The foundation stone for the new building was laid by the chairman of London County Council, Ewart Culpin, on 2 July 1938. The new building, which was designed by Ernest Berry Webber in a Neo-Georgian style, was completed in 1939. The design involved a symmetrical main frontage with nine bays facing onto the Great West Road; the central section featured a perron, leading up to a doorway, which is now blocked up, on the first floor; there was a recessed arch containing a tall round-headed window on the second floor. On the walls of the perron there were large carved heads depicting Old Father Thames which were designed by George Alexander. Internally, the principal rooms are the council chamber and the mayor's parlour which are in the southern part of the main building and the assembly hall which is in the northern part of the main building.

The building suffered bomb damage during the Blitz in 1940 and again in 1944, but was repaired in time for the victory celebrations in 1945. The foyer was redecorated with murals of riverside scenes by Alfred Daniels and John Titcheli in 1956.

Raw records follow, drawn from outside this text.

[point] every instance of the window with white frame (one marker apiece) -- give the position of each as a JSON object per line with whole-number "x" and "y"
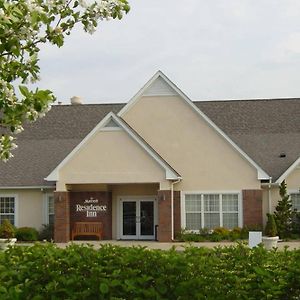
{"x": 295, "y": 199}
{"x": 7, "y": 208}
{"x": 50, "y": 209}
{"x": 211, "y": 210}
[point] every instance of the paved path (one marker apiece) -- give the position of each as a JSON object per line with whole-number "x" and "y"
{"x": 167, "y": 246}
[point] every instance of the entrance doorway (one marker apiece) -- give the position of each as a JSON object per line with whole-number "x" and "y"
{"x": 138, "y": 218}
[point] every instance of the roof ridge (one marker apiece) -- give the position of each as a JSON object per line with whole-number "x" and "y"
{"x": 247, "y": 100}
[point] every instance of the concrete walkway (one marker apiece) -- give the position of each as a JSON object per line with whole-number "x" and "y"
{"x": 167, "y": 246}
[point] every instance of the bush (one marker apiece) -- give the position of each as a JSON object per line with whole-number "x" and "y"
{"x": 27, "y": 234}
{"x": 7, "y": 230}
{"x": 44, "y": 271}
{"x": 47, "y": 233}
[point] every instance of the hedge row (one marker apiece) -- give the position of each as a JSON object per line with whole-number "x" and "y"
{"x": 80, "y": 272}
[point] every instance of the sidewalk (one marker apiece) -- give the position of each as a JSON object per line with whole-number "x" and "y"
{"x": 166, "y": 246}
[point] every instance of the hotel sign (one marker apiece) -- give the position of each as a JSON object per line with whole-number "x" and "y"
{"x": 91, "y": 208}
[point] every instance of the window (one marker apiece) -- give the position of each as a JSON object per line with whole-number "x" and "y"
{"x": 7, "y": 209}
{"x": 211, "y": 210}
{"x": 50, "y": 209}
{"x": 295, "y": 198}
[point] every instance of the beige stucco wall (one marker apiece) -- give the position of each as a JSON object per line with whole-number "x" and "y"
{"x": 204, "y": 159}
{"x": 128, "y": 190}
{"x": 110, "y": 157}
{"x": 293, "y": 185}
{"x": 30, "y": 207}
{"x": 293, "y": 180}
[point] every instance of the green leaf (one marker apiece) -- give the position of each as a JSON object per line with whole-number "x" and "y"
{"x": 104, "y": 288}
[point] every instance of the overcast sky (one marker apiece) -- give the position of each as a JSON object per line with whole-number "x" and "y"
{"x": 217, "y": 49}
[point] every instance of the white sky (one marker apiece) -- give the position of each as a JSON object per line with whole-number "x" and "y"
{"x": 211, "y": 49}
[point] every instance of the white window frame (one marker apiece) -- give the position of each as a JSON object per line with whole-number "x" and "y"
{"x": 46, "y": 207}
{"x": 293, "y": 191}
{"x": 16, "y": 214}
{"x": 220, "y": 193}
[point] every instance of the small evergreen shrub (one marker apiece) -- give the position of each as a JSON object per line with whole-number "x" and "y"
{"x": 271, "y": 228}
{"x": 7, "y": 230}
{"x": 27, "y": 234}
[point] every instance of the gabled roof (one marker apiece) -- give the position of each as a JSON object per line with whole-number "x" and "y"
{"x": 263, "y": 128}
{"x": 161, "y": 85}
{"x": 112, "y": 120}
{"x": 46, "y": 142}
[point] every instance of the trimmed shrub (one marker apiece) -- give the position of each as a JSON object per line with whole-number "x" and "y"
{"x": 7, "y": 230}
{"x": 27, "y": 234}
{"x": 47, "y": 233}
{"x": 44, "y": 271}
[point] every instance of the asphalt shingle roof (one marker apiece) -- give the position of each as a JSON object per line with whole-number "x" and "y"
{"x": 262, "y": 128}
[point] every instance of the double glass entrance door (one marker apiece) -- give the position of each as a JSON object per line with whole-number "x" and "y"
{"x": 137, "y": 219}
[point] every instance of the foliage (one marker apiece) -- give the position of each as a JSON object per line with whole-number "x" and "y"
{"x": 81, "y": 272}
{"x": 26, "y": 234}
{"x": 7, "y": 230}
{"x": 271, "y": 228}
{"x": 24, "y": 26}
{"x": 47, "y": 233}
{"x": 283, "y": 213}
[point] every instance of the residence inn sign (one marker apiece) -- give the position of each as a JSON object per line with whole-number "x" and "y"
{"x": 92, "y": 207}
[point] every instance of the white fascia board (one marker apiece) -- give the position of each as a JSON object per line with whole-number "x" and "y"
{"x": 261, "y": 174}
{"x": 27, "y": 187}
{"x": 291, "y": 168}
{"x": 170, "y": 174}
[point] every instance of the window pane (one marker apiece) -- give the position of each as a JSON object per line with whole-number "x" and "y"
{"x": 51, "y": 205}
{"x": 230, "y": 220}
{"x": 211, "y": 220}
{"x": 211, "y": 202}
{"x": 230, "y": 202}
{"x": 295, "y": 198}
{"x": 51, "y": 219}
{"x": 7, "y": 209}
{"x": 192, "y": 203}
{"x": 193, "y": 221}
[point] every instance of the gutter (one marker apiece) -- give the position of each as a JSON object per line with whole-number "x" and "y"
{"x": 172, "y": 207}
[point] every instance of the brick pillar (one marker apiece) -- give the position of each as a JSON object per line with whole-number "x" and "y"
{"x": 62, "y": 217}
{"x": 164, "y": 233}
{"x": 252, "y": 207}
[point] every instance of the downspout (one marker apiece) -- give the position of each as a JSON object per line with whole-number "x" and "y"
{"x": 270, "y": 195}
{"x": 172, "y": 207}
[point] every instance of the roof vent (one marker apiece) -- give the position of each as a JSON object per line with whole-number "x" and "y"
{"x": 75, "y": 100}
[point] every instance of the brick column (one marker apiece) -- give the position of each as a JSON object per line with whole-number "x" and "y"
{"x": 164, "y": 233}
{"x": 62, "y": 217}
{"x": 252, "y": 207}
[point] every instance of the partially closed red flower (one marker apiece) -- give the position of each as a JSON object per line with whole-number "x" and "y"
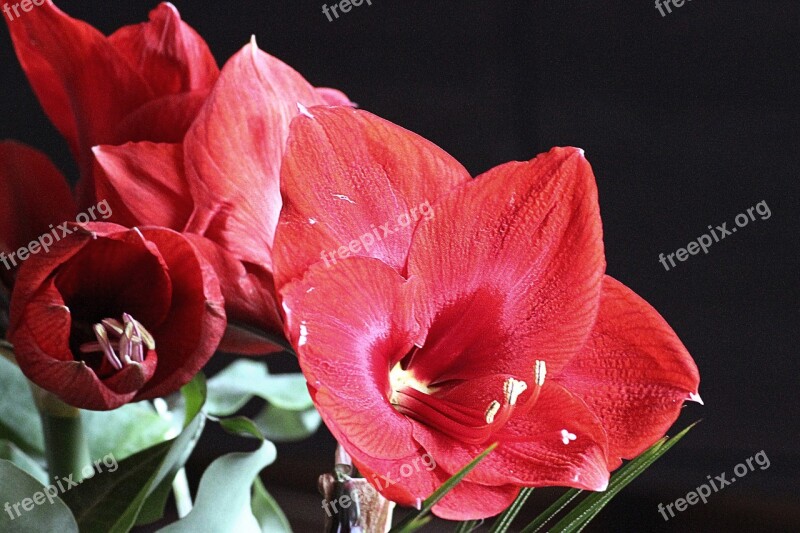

The town hall became the local seat of government of the enlarged London Borough of Hammersmith and Fulham in 1965. A six-storey extension located to the north of the main building was designed by the borough architect, Dennis Browne, in the brutalist style, and completed in 1975. In November 2019 work began to demolish the extension with a view to creating a civic campus with a public square, a cinema and new residential space. The new civic campus, which was designed by Rogers Stirk Harbour + Partners, opened in summer 2026.